Hoje, de acordo com dados da Secretaria de Direitos Humanos, 70% dos casos de violência contra crianças e adolescentes no Brasil ocorre dentro de casa, sendo que pais e mães representam  53% dos acusados. Bater nos filhos é um método educacional enraizado há muitos séculos na cultura brasileira.

Em 2014, a presidenta Dilma Rousseff sancionou a lei da palmada, proibindo que qualquer criança ou adolescente seja educada por meio de castigos ou violências físicas. A medida também estipula que quem descumprir essa lei será encaminhado para serviços educativos do governo ou até mesmo tratamento psicológico. Em caso de denúncias mais graves, a perda da guarda e a cadeia podem ser o destino do agressor.

Mas afinal, qual a real definição de palmada?

Quem faz uma rápida busca em dicionários online chega na seguinte conclusão: “s.f. Pancada com a palma da mão”. Mesmo com um significado formal simples, a palavra se confunde entre os favoráveis a esse tipo de punição.

Rosangela Toni, 58, sempre bateu nos filhos. Ela aprendeu com a avó que “é melhor apanhar da família do que da polícia no futuro”. Segundo ela, a palmada tem função principalmente com crianças pequenas: “Como você ensina algo para alguém que ainda não entende? Não dá pra usar psicologia com as crianças. Com o tempo elas vão aprendendo a entender o diálogo, e então você não precisa mais bater”.

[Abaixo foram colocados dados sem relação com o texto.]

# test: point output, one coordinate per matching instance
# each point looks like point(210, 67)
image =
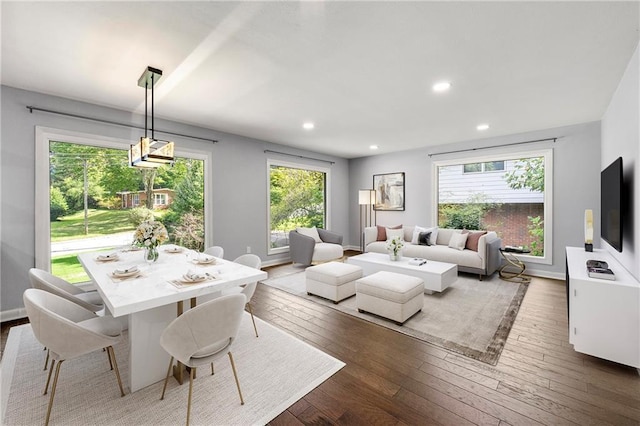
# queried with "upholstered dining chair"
point(69, 331)
point(215, 251)
point(202, 335)
point(43, 280)
point(248, 290)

Quando questionada sobre a possibilidade das crianças terem  algum trauma futuro, Rosangela enfatiza: “Há uma diferença entre uma palmada no bumbum e uma surra mais forte. Os pais devem ter bom senso para não causar revolta no filho”.

Em 2013, algum tempo após a lei da palmada ser sancionada, foram registradas mais de 170 mil denúncias dos mais diversos tipos. Há uma linha tênue entre a palmada leve e a agressão citada por Rosângela.

palmada

Principal argumento contra a lei da palmada é a rejeição da intervenção estatal na educação familiar (Fonte: Reprodução/Dálcio Machado)

*Paulo César, 19, apanhou na infância. Ele faz parte de uma parcela da população que se voltou contra o método da palmada. “Tem muita gente com rancor dos pais depois de anos apanhando. E essa raiva acaba passando de geração em geração”, afirma.

As palavras de Paulo ganham apoio em muitos psicólogos e pesquisadores dessa prática: Um estudo feito para a revista cientifica Pediatrics, especializada em medicina infantil, apontou que os efeitos finais da palmada costumam ser mais prejudiciais do que benéficos.

Cerca de 1900 pais foram entrevistados, e os cientistas acompanharam a evolução comportamental e intelectual de crianças que apanharam dos três  até os  nove  anos de idade. Aqueles que foram educados pela palmada apresentaram níveis maiores de agressividade, e Os que já apanhavam antes dos cinco anos tiverem maiores dificuldades em testes relacionados ao desenvolvimento do vocabulário. Dentre outros efeitos, as surras ou os “tapas no bumbum” também podem resultar em baixa autoestima e falta de concentração.

Apesar de mais de 30 países proibirem a palmada, ela ainda encontra apoio na fala de grandes instituições mundiais. No começo desse ano, o Papa Francisco defendeu as palmadas em uma audiência no Vaticano, dizendo que há dignidade em corrigir os filhos com firmeza. “Uma vez, durante uma reunião, ouvi um pai dizer: ‘às vezes dou umas palmadas em meus filhos, mas nunca no rosto para não humilhar’. Isso é bonito, tem um senso de dignidade. Ele deve punir, e de maneira justa”, afirmou o pontífice. A frase causou polêmica, e reacendeu as discussões sobre o quão válido é bater num filho.

O segundo princípio da Declaração Universal dos Direitos da Criança e do Adolescente estipula que “a criança gozará de proteção especial e disporá de oportunidade e serviços a serem estabelecidos em lei e por outros meios, de modo que possa se desenvolver física, mental, moral, espiritual e socialmente de forma saudável e normal, assim como em condições de liberdade e dignidade“. A sociedade ainda não chegou a uma conclusão se a palmada fere ou não esse direito da criança. Enquanto isso, o embate sobre como educar uma criança continua, assim como o número crescente de denúncias de violência e maus tratos.